= Huizhou University =

University in Guangdong Province, China

Huizhou University (惠州学院 (Huìzhōu xuéyuàn, Huizhou College)) is a provincial undergraduate university in Huizhou City, Guangdong Province, southern China.

==History==
The school was established in 1921 as the Guangzhou Municipal Normal School.

In March 2000 it was granted the status of provincial undergraduate university and began to offer undergraduate programs.

==Campus==
The campus of Huizhou University is approximately 1.71 km2 in total area, which includes 40,6400 m2 of facilities and 131000 m2 of greenery. It has been awarded the title of "Garden School" by the Huizhou Municipal Government for five consecutive years.

The institution recently upgraded its equipment and the new library holds over one million volumes.

==Departments==
The institution is structured into 16 departments:

Electronic Science, Textiles and Clothing Manufacture, Chemical Engineering, Computer Science, Economics and Management, Architecture and Civil Engineering, Tourism, Fine Arts, Mathematics, Life Sciences, Physical Education, Foreign Languages, Music, Chinese Literature, Politics and Law, and Ideological and Political Theory on Teaching.

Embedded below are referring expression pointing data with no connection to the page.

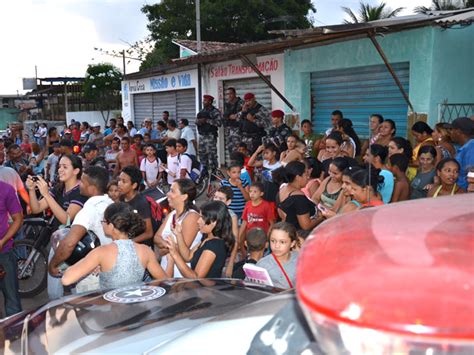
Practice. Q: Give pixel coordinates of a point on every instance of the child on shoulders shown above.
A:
(281, 263)
(398, 167)
(256, 242)
(239, 187)
(257, 213)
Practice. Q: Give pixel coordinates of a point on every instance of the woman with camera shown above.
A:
(64, 199)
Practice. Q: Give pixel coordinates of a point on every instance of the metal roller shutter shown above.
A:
(142, 107)
(186, 106)
(164, 101)
(257, 86)
(358, 93)
(180, 104)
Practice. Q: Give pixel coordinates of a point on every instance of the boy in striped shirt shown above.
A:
(239, 187)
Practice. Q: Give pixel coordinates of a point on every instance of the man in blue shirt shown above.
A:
(149, 129)
(9, 208)
(462, 134)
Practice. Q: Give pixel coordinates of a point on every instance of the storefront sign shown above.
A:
(169, 82)
(266, 66)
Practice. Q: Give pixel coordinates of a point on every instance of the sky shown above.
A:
(59, 36)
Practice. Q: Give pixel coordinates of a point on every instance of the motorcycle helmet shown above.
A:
(395, 279)
(86, 244)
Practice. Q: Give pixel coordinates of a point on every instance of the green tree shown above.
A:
(443, 5)
(102, 87)
(221, 20)
(367, 13)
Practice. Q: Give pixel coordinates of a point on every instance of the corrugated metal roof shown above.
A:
(319, 35)
(465, 18)
(206, 46)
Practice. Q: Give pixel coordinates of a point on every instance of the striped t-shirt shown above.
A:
(238, 201)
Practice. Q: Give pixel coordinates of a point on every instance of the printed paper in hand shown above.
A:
(257, 274)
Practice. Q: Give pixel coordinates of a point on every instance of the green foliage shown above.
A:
(237, 21)
(369, 13)
(443, 5)
(102, 86)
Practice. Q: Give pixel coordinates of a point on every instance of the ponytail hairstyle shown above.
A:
(368, 177)
(346, 125)
(187, 187)
(336, 136)
(279, 176)
(294, 169)
(445, 129)
(123, 218)
(404, 144)
(351, 170)
(316, 167)
(76, 163)
(380, 151)
(341, 163)
(428, 149)
(216, 211)
(273, 148)
(288, 228)
(443, 162)
(421, 127)
(393, 125)
(134, 174)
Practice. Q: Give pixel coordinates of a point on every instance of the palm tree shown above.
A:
(369, 13)
(443, 5)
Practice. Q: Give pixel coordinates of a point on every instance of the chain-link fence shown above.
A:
(448, 112)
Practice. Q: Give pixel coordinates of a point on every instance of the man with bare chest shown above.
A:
(126, 157)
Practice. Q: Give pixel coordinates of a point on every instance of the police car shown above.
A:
(396, 279)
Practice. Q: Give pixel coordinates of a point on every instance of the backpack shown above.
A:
(196, 168)
(156, 213)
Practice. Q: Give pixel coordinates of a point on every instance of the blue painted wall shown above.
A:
(452, 68)
(435, 72)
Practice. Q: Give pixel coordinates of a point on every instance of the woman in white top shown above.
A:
(131, 129)
(270, 160)
(180, 197)
(173, 131)
(351, 145)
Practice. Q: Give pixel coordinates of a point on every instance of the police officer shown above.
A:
(279, 131)
(209, 119)
(254, 122)
(232, 108)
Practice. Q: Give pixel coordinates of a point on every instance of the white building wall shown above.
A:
(90, 117)
(187, 79)
(213, 76)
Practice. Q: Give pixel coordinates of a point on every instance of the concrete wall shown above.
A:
(452, 68)
(441, 66)
(413, 46)
(214, 75)
(90, 117)
(179, 80)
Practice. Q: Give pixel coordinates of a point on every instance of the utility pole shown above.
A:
(123, 61)
(198, 25)
(198, 49)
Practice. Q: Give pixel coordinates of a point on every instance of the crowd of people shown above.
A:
(278, 186)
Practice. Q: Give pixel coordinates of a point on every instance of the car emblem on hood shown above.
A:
(133, 294)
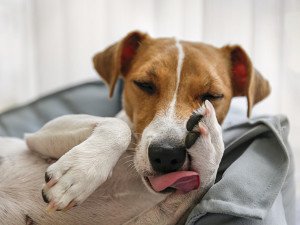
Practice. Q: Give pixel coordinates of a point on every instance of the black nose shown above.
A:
(166, 158)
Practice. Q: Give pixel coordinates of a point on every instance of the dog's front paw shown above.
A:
(79, 172)
(70, 181)
(204, 142)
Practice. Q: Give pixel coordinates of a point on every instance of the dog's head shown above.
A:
(165, 80)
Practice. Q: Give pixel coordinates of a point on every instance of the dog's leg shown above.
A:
(206, 152)
(86, 166)
(60, 135)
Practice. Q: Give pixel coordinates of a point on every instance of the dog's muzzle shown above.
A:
(165, 157)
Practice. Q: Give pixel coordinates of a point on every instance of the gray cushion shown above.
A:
(88, 98)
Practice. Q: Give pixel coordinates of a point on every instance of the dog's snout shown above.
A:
(165, 158)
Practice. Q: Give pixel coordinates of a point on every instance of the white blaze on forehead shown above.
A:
(180, 58)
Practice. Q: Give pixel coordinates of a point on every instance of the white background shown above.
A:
(48, 44)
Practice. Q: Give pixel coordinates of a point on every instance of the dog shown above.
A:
(153, 162)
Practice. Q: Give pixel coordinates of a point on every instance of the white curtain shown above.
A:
(45, 45)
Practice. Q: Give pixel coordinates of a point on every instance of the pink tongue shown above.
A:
(182, 181)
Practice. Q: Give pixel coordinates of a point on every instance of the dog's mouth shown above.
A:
(181, 182)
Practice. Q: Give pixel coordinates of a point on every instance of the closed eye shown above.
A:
(147, 87)
(210, 97)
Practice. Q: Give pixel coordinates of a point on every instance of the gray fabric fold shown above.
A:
(250, 186)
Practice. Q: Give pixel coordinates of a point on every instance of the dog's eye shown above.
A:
(148, 87)
(211, 97)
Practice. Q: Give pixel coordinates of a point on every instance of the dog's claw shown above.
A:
(69, 206)
(47, 178)
(191, 139)
(51, 208)
(45, 198)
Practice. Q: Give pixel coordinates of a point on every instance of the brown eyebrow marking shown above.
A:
(152, 72)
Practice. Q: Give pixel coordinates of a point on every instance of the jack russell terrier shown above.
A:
(150, 165)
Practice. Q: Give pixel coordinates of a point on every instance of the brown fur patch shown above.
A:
(29, 221)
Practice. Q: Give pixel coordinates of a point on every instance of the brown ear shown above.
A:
(116, 60)
(246, 80)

In addition, there is an Adult Education College and 17 institutes including an Architecture Programming and Design Institute, Higher Education Laboratory, Sushi Culture Institute and Dongjiang River Culture Institute.

===Programs===
The university has 42 undergraduate programs:

Physical Education, Electronic Information Science and Technology, Electrical Engineering and Automation, Electrical Information Engineering, Electronic Information Engineering, Clothing Design and Engineering, Chemical Engineering and Technology, Applied Chemistry, Computer Science and Technology, Software Engineering, Network Engineering, International Economics and Trade, Marketing, Financial Management, Logistics Management, Auditing, Civil Engineering, Architecture, Engineering Management, Tourism Management, Geosciences, Art and Design, Fine Arts Science, Mathematics and Applied Mathematics, Information Management and Systems, Horticulture, Biotechnology, Bioscience, Physical Education, Socio-Physical Education, English, Japanese, Musicology, Chinese Language and Literature, Radio and Television Journalism, Teaching Chinese as a Second Language, Administrative Management, Law, History, and Education in Ideology and Politics.

It offers 18 diploma programs:

Accounting, Clothing Design, Clothing Engineering, Marketing, Tourism Management, Business Japanese, Musical Education, P.E., Legal Affairs, Secretary for International Business, Gardening Technology, Construction Engineering Technology, Administrative Management, Economic Management, Chemical and Technical Application, Fine Arts Education, Computer Education, and English Education. These programs cover nine discipline categories.

==Activities==
Huizhou University publishes the Huizhou University Journal.

Several students took part in a study titled "University students' attitudes towards Japan in China," which indicated that Japan's official development assistance did little to change attitudes of Chinese students toward the Japanese.

In inter-institutional cooperation, Huizhou University has collaborated with Sun Yat-sen University to build a Chemical Technology Research and Development Center and has worked with the French Lectra System (Shanghai) Co., Ltd to develop a digital simulation laboratory.

The university has hosted academic conferences and exchanges, such as when it hosted a Sino-Canadian Education and Technology Seminar with the participation of the University of Toronto. It has also hosted renowned pianists Norman Lee of Hong Kong and Ned Kirk, professor of music and chair of the Music Department at Saint Mary's University in Winona, Minnesota.

The school has taken part in exchanges with Jamestown College, Capilano University and City University of Macau.

==Students and staff==
The school has more than 12,000 diploma and degree students, 5,800 mature students and over 2,000 online external students registered.

The total number of staff is 544 teachers, of whom 54 hold the title of professor and 161 associate professor; out of those 544, 68 hold a doctorate and 279 a master's degree.

Huizhou University sends exchange students abroad each year. Students taking part in these exchanges have gone to the University of Nebraska at Omaha, the University of Houston–Downtown, Minnesota State University Moorhead, and Bunkyo University in Japan.